Generating Gottesman-Kitaev-Preskill qubit using a cross-Kerr interaction between a squeezed light and Fock states in optics

TL;DR

This paper proposes a novel method to generate GKP qubits using cross-Kerr interaction between squeezed light and Fock states, achieving high fidelity suitable for fault-tolerant quantum computing in optics.

Contribution

It introduces a new scheme for optical GKP qubit generation leveraging cross-Kerr interaction, addressing the challenge of nonlinearity in quantum state preparation.

Findings

Achieves GKP qubit with 10 dB squeezing and high fidelity (99.99%)

Success probabilities of 2.7% and 4.8% for different fidelities

Potential for scalable fault-tolerant quantum computation in optics

Abstract

Gottesman-Kitaev-Preskill (GKP) qubit is a promising ingredient for fault-tolerant quantum computation (FTQC) in optical continuous variables due to its advantage of noise tolerance and scalability. However, one of the main problems in the preparation of the optical GKP qubit is the difficulty in obtaining the nonlinearity.
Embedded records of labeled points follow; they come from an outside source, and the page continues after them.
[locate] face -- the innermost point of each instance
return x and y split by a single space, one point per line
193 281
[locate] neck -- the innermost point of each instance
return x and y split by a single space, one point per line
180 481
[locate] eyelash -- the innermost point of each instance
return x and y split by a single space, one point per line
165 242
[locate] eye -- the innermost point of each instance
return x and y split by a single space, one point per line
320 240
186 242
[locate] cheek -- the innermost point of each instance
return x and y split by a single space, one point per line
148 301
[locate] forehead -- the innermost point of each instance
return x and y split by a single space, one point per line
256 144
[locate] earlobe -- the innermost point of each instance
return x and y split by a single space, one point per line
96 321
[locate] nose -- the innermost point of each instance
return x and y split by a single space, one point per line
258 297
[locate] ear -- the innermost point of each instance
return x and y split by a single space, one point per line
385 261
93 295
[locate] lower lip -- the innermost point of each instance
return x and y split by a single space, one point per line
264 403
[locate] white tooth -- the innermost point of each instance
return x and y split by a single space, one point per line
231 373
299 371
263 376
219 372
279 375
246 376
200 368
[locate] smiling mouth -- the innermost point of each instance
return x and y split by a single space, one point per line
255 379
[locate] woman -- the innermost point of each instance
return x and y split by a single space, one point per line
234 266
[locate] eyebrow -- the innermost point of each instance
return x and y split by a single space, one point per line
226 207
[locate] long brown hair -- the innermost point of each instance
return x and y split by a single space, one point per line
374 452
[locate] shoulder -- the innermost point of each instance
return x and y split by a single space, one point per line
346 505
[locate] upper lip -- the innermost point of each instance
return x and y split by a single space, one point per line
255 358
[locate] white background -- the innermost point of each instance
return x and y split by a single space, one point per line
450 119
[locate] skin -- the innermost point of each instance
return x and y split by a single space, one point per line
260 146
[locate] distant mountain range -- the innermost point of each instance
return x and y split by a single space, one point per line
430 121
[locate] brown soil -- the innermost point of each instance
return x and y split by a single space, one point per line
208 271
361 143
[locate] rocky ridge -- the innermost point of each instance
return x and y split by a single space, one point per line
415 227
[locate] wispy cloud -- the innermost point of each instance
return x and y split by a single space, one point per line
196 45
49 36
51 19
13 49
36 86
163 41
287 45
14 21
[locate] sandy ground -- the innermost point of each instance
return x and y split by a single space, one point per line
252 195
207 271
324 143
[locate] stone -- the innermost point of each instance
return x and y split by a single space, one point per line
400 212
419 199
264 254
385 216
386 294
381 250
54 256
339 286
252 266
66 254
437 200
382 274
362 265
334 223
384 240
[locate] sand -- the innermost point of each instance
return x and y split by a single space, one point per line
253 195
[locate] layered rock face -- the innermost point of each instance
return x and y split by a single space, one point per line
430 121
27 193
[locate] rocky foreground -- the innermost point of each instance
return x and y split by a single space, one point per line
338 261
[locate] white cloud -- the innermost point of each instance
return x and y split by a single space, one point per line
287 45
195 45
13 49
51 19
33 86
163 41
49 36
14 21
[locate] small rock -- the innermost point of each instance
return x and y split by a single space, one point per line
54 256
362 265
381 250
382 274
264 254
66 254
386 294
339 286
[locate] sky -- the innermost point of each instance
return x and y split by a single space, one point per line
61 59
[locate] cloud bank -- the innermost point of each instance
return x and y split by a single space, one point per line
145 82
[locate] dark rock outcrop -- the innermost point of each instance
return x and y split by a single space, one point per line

Cross-Kerr interaction is one of the promising candidates for this nonlinearity. There is no existing scheme to use the cross-Kerr interaction to generate the optical GKP qubit for FTQC. In this work, we propose a generation method of the GKP qubit by using a cross-Kerr interaction between a squeezed light and a superposition of Fock states. We numerically show that the GKP qubit with the 10 dB can be generated with a mean fidelities of 99.99 and 99.9% at the success probabilities of 2.7 and 4.8%, respectively. Therefore, our method has potential method to generate the optical GKP qubit with a quality required for FTQC when we obtain the sufficient technologies for the preparation of ancillary Fock states and a cross-Kerr interaction.